Results: Among 3948 eligible patients, 2738 (69.35%) completed survey questions, and 2462/2738 (89.9%) completed the initial question on cannabis use. Among those, 364/2462 (14.8%) noted cannabis use in the last 30 days, 588 (23.9%) noted remote use (>30 days ago), 1462 (59.4%) reported never having used cannabis, 44 (1.8%) preferred not to answer cannabis use questions, and 4 (0.4%) did not provide use history. Younger age [age <50 vs 60-70, OR 2.5 (95% CI 1.65, 3.79) p<0.001)], Hispanic ethnicity [OR 2.20 (95% CI 1.06, 4.56) p = 0.03], history of smoking [OR 2.56 (95% CI 1.88, 3.48) p<0.001], current smoking [OR 4.70 (95% CI 3.22, 6.86) p<0.001)], and prior chemotherapy [OR 1.40 (95% CI 1.00, 1.96) p = 0.05] predicted recent cannabis use in a multivariable model. Of the 364 patients endorsing cannabis use in the last 30 days, 89 (24.5%), 72 (19.8%), 29 (8.0%), 66 (18.1%), 30 (8.2%), and 78 (21.4%) reported using cannabis 1-2 days, 3-5 days, 6-9 days, 10-19 days, 20-29 days, and all 30 days, respectively. The most common modes of administration among 76 individuals who responded to the expanded questionnaire to date were oral (39.4%), smoking (30.3%), and topical (10.5%). The products used contained tetrahydrocannabinol (THC; 26.3%), cannabidiol (CBD; 19.7%), balanced levels of THC and CBD (19.7%), or active ingredients that were unknown to the patient (34.2%). Patients frequently endorsed cannabis use for insomnia, anxiety, and pain.
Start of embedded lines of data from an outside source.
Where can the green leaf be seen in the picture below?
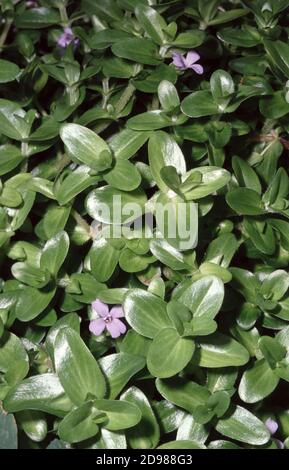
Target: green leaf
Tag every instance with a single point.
(152, 23)
(33, 424)
(222, 85)
(245, 175)
(138, 50)
(183, 393)
(25, 309)
(212, 179)
(10, 157)
(150, 121)
(8, 71)
(145, 312)
(36, 18)
(243, 426)
(191, 430)
(146, 434)
(169, 353)
(76, 368)
(245, 201)
(41, 392)
(168, 96)
(30, 275)
(74, 183)
(103, 259)
(8, 431)
(168, 255)
(113, 206)
(127, 142)
(257, 382)
(86, 146)
(219, 350)
(189, 39)
(164, 151)
(107, 9)
(244, 37)
(204, 297)
(119, 369)
(273, 351)
(12, 121)
(123, 176)
(120, 414)
(71, 320)
(182, 445)
(79, 424)
(274, 107)
(54, 253)
(199, 104)
(275, 285)
(278, 52)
Conclusion: Many patients with early-stage breast cancer are using cannabis. Younger age, Hispanic ethnicity, smoking, and chemotherapy history are predictors of cannabis use. Patients are often unaware of the active ingredients in the products that they use, suggesting an important role for patient education and a need to equip providers to advise patients in their care.”